Literature DB >> 24850720

The combined role of galactose-deficient IgA1 and streptococcal IgA-binding M Protein in inducing IL-6 and C3 secretion from human mesangial cells: implications for IgA nephropathy.

Roland Schmitt1, Anne-Lie Ståhl1, Anders I Olin2, Ann-Charlotte Kristoffersson1, Johan Rebetz1, Jan Novak3, Gunnar Lindahl4, Diana Karpman5.   

Abstract

IgA nephropathy (IgAN) is characterized by mesangial cell proliferation and extracellular matrix expansion associated with immune deposits consisting of galactose-deficient polymeric IgA1 and C3. We have previously shown that IgA-binding regions of streptococcal M proteins colocalize with IgA in mesangial immune deposits in patients with IgAN. In the present study, the IgA-binding M4 protein from group A Streptococcus was found to bind to galactose-deficient polymeric IgA1 with higher affinity than to other forms of IgA1, as shown by surface plasmon resonance and solid-phase immunoassay.
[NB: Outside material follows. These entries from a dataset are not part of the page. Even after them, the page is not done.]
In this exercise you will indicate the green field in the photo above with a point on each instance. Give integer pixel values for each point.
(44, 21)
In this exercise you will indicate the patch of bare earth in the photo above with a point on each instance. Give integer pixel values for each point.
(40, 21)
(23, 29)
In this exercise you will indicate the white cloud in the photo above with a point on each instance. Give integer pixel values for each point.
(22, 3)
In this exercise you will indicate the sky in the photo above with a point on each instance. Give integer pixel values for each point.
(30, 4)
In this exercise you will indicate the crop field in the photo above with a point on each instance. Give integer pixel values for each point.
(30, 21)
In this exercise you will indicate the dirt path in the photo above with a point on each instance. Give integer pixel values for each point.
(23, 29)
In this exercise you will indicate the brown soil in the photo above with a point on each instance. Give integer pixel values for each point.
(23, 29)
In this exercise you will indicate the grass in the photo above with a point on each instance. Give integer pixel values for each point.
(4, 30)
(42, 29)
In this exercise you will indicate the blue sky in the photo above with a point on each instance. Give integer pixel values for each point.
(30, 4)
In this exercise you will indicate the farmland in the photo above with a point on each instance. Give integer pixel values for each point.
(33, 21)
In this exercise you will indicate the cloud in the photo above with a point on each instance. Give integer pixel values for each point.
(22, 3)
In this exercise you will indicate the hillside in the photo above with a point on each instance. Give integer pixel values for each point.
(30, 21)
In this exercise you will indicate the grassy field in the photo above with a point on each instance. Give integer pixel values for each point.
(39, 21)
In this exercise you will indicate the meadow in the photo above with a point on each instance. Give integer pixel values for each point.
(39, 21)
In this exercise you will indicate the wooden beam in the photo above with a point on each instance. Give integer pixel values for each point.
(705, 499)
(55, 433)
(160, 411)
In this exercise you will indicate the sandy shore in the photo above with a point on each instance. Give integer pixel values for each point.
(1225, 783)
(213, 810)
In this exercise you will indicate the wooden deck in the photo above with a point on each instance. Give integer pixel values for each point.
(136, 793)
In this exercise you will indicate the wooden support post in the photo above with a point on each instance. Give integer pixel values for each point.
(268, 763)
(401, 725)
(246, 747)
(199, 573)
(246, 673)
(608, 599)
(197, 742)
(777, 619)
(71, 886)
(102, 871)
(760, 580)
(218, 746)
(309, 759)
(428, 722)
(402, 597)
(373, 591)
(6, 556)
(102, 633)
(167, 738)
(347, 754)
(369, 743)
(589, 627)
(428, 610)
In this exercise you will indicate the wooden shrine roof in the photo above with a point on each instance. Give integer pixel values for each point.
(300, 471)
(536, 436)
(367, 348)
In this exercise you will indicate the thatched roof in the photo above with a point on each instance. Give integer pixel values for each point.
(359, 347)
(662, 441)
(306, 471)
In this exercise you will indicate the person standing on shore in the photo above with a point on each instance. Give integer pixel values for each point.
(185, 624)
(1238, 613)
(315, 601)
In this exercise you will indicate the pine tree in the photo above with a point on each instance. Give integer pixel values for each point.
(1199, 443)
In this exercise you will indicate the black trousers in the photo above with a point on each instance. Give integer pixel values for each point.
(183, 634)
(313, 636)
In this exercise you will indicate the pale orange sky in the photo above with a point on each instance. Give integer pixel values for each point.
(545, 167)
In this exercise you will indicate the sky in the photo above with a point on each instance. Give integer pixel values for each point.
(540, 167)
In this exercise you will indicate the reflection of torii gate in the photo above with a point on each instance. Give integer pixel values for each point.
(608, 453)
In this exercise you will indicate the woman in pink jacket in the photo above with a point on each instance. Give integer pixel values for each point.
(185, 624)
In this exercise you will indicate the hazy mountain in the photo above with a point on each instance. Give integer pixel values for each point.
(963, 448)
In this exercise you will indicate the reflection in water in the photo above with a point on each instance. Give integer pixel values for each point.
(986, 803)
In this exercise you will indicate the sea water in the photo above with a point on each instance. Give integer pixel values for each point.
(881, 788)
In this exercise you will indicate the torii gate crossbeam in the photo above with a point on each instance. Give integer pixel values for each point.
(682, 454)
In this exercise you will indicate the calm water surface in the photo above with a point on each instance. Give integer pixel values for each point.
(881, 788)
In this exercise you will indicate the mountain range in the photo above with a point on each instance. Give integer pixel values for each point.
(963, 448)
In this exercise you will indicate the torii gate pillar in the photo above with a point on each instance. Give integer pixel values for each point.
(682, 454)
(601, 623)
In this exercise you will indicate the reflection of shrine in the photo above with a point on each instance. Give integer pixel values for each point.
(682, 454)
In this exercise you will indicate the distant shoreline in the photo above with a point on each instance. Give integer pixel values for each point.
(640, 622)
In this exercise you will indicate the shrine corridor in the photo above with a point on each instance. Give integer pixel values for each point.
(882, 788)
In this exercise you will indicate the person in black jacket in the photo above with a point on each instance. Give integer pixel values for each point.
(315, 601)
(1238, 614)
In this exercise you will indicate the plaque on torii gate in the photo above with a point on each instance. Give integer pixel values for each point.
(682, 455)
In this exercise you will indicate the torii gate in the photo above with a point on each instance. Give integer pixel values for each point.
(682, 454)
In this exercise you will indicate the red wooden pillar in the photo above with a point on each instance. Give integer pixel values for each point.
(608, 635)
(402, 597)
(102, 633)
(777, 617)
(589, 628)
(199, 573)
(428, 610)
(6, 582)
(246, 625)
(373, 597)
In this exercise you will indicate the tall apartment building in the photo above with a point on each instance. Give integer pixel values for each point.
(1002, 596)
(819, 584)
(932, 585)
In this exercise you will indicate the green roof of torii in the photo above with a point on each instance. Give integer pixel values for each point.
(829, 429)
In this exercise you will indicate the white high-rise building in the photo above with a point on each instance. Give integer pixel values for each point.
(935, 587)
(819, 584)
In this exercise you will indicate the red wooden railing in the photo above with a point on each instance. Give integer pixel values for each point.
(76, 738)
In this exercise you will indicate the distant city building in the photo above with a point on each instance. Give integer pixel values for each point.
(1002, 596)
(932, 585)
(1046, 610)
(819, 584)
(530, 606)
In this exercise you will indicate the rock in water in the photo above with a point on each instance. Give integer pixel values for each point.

The M4 protein was demonstrated to bind to mesangial cells not via the IgA-binding region but rather via the C-terminal region, as demonstrated by flow cytometry. IgA1 enhanced binding of M4 to mesangial cells, but not vice versa. Costimulation of human mesangial cells with M4 and galactose-deficient polymeric IgA1 resulted in a significant increase in IL-6 secretion compared with each stimulant alone. Galactose-deficient polymeric IgA1 alone, but not M4, induced C3 secretion from the cells, and costimulation enhanced this effect. Additionally, costimulation enhanced mesangial cell proliferation compared with each stimulant alone. These results indicate that IgA-binding M4 protein binds preferentially to galactose-deficient polymeric IgA1 and that these proteins together induce excessive proinflammatory responses and proliferation of human mesangial cells. Thus, tissue deposition of streptococcal IgA-binding M proteins may contribute to the pathogenesis of IgAN.
Copyright © 2014 by The American Association of Immunologists, Inc.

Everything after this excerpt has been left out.